Some rural school districts in Oregon are starting online learning this week after it was postponed twice by the worst wildfires on record. But the road to recovery is only just beginning.
Since many wildfires are still burning, Oregon Department of Education (ODE) Chief of Staff Cindy Hunt said they have not formally asked school districts to provide data on their condition. But the ODE has heard from roughly 14 school districts who have experienced direct impact from the fire, such as a loss of property, families who have evacuated or houses that have burned down, as well as districts that postponed the first day of school after turning school buildings into shelters for evacuees, lost power and internet, or experienced extremely hazardous air quality.
And Hunt thinks there are another 10 to 20 additional districts that have also been affected by the more than 40 fires that have ignited across Oregon over the past month.
“I’ve been doing education policy for a number of decades in Oregon,” said Hunt. “What makes this [natural disaster] different is two things. One, we already had essentially a disaster going on when this happened in COVID-19. So all of this is overlaid over the top of that.”
Hunt said it’s not just districts in one geographic area. Dozens of districts across the state have been impacted by the wildfires, with an impacted district in each of the five congressional districts in Oregon.
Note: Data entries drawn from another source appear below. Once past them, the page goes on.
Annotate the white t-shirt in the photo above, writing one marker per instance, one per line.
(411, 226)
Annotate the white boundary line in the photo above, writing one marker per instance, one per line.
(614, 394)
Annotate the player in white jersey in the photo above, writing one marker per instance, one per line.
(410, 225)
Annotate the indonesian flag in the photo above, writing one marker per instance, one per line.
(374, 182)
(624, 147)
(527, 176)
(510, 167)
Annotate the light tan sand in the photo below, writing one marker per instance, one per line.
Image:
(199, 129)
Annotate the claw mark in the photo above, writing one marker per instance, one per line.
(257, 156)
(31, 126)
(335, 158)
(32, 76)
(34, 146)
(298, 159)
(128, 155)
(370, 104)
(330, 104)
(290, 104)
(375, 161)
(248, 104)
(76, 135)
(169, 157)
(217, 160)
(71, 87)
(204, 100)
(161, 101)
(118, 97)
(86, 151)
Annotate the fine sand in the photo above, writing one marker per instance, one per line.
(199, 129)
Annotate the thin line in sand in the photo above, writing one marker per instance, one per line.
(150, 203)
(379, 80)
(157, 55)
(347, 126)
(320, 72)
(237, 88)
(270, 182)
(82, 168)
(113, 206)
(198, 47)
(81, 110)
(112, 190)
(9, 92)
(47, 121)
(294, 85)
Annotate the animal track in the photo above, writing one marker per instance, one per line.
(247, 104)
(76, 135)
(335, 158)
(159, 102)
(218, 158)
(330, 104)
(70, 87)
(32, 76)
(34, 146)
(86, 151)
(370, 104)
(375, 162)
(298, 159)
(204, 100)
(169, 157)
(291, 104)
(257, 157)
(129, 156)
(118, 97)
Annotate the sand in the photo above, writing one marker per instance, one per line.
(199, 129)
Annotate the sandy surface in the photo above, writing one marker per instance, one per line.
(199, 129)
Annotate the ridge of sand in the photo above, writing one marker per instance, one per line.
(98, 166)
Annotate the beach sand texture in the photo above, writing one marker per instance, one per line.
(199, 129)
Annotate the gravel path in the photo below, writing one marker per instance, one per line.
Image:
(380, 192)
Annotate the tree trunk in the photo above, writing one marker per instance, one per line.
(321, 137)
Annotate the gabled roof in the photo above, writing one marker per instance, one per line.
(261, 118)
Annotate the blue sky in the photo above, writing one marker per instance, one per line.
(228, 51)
Easing into the first days of school
The McKenzie School District in Blue River is one of the hardest hit districts because they had a high percentage of evacuees and houses that burned, said Hunt. So far, McKenzie has also suffered the most property damage, as bleachers and a storage building were burned in the fire.
According to McKenzie Superintendent Lane Tompkins, the rural school district serves about 220 students. Roughly three-quarters were displaced by the wildfires, or live in evacuation zones.
A majority of the district’s staff members were also evacuated, and about half of them lost their homes.
“We have a lot of staff members who lost a lot and they’re a little traumatized too,” Tompkins said. “And we want to make sure that they’re in a proper space to be able to support students who are in a really difficult spot too. So that’ll be something that we’re watching closely to make sure that we have enough adults to support the kids.”
Districts that have been impacted will receive technical assistance through the state, Hunt said, and others will be able to access funding for social emotional support and staffing needs through the U.S. Department of Education’s Project School Emergency Response to Violence (SERV) grant, which supports districts that have had traumatic events.
Increased barriers to internet access
But it will be difficult for students to receive support from their teachers and peers if they can’t engage in distance learning. Which is a challenge for many families who have not received mail, and have no internet access or cell phone service due to road closures and burned or disconnected phone lines.
McKenzie School Board member Alyssa Brownlee said the Federal Emergency Management Agency has provided temporary internet connection in a motel parking lot, which is expected to be in the area through the end of the week. Verizon has also put up multiple temporary cell phone towers, but the connection does not reach everyone.
And Brownlee said two telecom companies, Centurylink and Spectrum, are still assessing the extent of the damage. They don’t know how long it will take to safely repair burned power lines.
This is forcing families to make some tough decisions. Brownlee’s house was not burned by the fire, but without internet, her daughter will not be able to participate in online learning from home.
For now, her daughter will spend the first week of the school year with family friends, roughly an hour and a half away in Bend, Ore. But as it may be months before the area has internet access, the Brownlees may make the difficult decision to send their daughter to Chicago to temporarily live with her aunt.
Potential loss of student enrollment
But students who have been displaced or without internet due to the fires have other options for school.
For instance, a student’s school district could enter into an agreement with a neighboring district, and students could remotely enroll in the other school district for the time being.
But Hunt said the uncertainty of if and when homes and businesses will recover is a problem for many school districts, such as McKenzie. If parents do not have jobs and housing in these communities, families may not be able to return. And for small districts, a drop in enrollment could have a long-term impact on school districts.
“All of these districts are also employers in their respective communities and they employ teachers and administrators and bus drivers and instructional aides, and the whole range of folks who work in a school district,” Hunt said. “So if those folks also can’t find housing in the communities that would also impact the district’s ability to hire and retain staff.”
As an owner of Horse Creek Lodge & Outfitters located roughly three miles away from the eastern edge of the wildfire, Brownlee said she is concerned about the viability of businesses. Although her area has not had physical damages from the wildfires, the road closures, nearby fire danger and lack of communication, make many businesses inoperable.
“And there’s no [business interruption] coverage for that,” Brownlee said. “There’s no real assistance for that. So just like if we lose students and we lose the school we don’t have a community, as this continues into the longer term, we will lose businesses. And then we don’t have an economy up here.”
And now that a majority of the town has been destroyed, it is unknown what the town will look like in the near future.